Fermi liquid behavior in the 2D Hubbard model at low temperatures

TL;DR

This paper proves that the weak coupling 2D Hubbard model away from half filling exhibits Fermi liquid behavior at low temperatures, with stable Fermi surface and constant wave function renormalization, using Renormalization Group techniques.

Contribution

It establishes Fermi liquid behavior in the 2D Hubbard model at low temperatures through a convergent expansion and Renormalization Group analysis, a significant theoretical advancement.

Findings

Wave function renormalization remains order 1 and temperature independent.

Interacting Fermi surface is a regular convex curve.

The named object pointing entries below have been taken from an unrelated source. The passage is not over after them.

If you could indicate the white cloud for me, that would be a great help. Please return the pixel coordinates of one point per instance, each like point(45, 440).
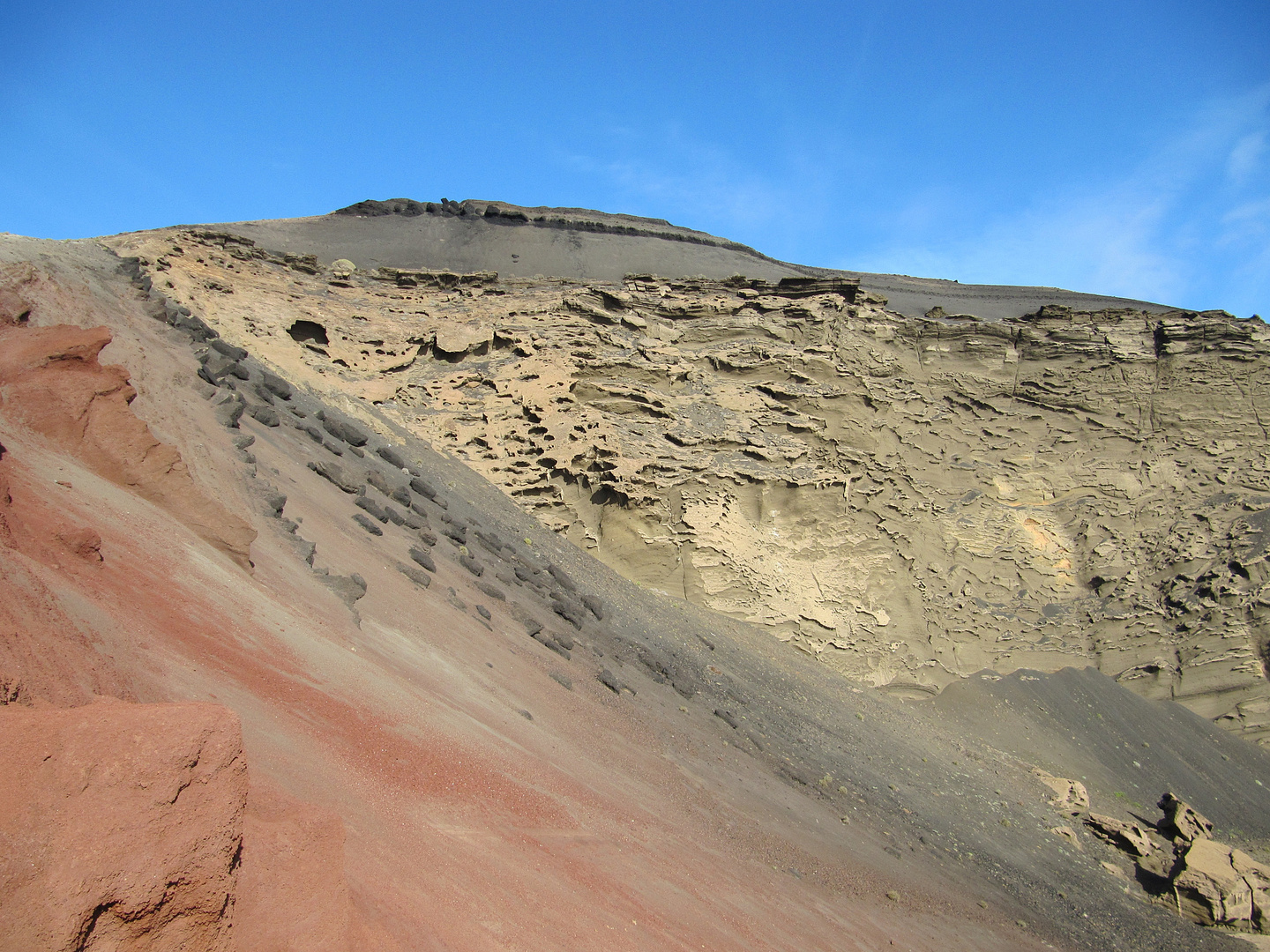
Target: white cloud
point(1189, 227)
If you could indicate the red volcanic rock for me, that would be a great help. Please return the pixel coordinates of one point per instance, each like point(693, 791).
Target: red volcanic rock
point(52, 383)
point(292, 893)
point(121, 827)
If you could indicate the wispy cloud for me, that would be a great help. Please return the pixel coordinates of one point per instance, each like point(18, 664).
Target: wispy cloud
point(1191, 225)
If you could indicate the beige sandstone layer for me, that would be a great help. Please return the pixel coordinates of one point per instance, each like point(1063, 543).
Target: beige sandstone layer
point(909, 501)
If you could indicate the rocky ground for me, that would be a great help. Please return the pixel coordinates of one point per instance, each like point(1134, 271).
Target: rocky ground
point(908, 499)
point(460, 730)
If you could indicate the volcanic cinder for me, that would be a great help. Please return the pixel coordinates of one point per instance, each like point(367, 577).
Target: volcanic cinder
point(462, 576)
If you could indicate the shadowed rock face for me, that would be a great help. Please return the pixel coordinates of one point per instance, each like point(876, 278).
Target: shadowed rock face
point(583, 244)
point(907, 499)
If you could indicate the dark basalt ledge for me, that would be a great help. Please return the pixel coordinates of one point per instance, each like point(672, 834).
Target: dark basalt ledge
point(544, 217)
point(945, 779)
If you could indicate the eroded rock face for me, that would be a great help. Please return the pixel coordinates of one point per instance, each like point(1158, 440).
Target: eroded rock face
point(121, 827)
point(52, 383)
point(908, 499)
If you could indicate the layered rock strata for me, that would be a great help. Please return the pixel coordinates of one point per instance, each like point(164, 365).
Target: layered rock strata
point(908, 499)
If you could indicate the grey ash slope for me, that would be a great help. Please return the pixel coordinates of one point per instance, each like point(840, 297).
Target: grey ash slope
point(938, 791)
point(587, 245)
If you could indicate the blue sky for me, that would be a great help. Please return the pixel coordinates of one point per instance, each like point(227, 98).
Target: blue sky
point(1116, 147)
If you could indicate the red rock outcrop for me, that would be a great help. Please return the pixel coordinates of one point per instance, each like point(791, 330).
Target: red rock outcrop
point(122, 827)
point(52, 383)
point(292, 893)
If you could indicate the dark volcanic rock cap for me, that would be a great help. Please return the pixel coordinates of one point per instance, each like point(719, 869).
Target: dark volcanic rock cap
point(583, 244)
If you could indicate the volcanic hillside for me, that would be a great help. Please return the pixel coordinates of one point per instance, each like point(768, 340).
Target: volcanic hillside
point(305, 643)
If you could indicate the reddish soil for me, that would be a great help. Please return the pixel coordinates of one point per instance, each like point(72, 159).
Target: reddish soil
point(400, 798)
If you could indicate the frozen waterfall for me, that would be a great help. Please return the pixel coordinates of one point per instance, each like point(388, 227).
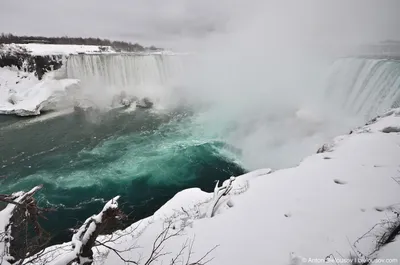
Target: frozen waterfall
point(364, 87)
point(103, 76)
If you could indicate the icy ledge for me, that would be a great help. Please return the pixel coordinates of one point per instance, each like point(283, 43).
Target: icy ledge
point(336, 204)
point(23, 94)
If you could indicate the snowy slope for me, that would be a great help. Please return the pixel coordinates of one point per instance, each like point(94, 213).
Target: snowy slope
point(56, 49)
point(337, 203)
point(24, 95)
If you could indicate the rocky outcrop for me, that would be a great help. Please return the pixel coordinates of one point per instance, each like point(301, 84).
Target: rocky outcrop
point(23, 60)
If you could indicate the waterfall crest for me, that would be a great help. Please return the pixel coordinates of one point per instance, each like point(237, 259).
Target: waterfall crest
point(103, 76)
point(364, 87)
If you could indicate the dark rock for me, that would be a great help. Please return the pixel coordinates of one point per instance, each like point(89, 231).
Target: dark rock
point(26, 62)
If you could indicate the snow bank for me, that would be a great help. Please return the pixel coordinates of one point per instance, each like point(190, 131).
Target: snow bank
point(300, 215)
point(335, 204)
point(24, 95)
point(36, 49)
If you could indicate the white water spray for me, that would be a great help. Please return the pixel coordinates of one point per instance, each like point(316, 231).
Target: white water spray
point(104, 76)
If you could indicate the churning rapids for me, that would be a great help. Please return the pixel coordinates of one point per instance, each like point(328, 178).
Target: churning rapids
point(189, 138)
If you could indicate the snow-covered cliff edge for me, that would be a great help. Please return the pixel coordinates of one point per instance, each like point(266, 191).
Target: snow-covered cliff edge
point(336, 207)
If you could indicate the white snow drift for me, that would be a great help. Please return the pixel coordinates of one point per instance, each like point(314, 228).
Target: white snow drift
point(24, 95)
point(333, 205)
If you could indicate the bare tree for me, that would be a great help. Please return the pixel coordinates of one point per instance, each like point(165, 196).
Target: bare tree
point(219, 192)
point(18, 248)
point(22, 235)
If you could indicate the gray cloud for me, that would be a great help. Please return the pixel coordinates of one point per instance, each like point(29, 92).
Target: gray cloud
point(175, 22)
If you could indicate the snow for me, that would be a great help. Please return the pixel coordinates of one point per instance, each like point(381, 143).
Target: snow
point(329, 207)
point(24, 95)
point(57, 49)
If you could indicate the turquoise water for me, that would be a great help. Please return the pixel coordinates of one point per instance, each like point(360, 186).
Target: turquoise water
point(84, 160)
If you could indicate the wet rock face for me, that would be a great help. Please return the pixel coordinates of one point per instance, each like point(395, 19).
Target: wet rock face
point(28, 63)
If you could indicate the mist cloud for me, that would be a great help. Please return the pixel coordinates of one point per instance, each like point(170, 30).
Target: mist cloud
point(177, 22)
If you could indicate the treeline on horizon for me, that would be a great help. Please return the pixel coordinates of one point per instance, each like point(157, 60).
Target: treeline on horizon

Fermi liquid behavior holds up to exponentially small temperatures.

Abstract

We prove that the weak coupling 2D Hubbard model away from half filling is a Landau Fermi liquid up to exponentially small temperatures. In particular we show that the wave function renormalization is an order 1 constant and essentially temperature independent in the considered range of temperatures and that the interacting Fermi surface is a regular convex curve. This result is obtained by deriving a convergent expansion (which is not a power series) for the two point Schwinger function by Renormalization Group methods and proving at each order suitable power counting improvements due to the convexity of the interacting Fermi surface. Convergence follows from determinant bounds for the fermionic expectations.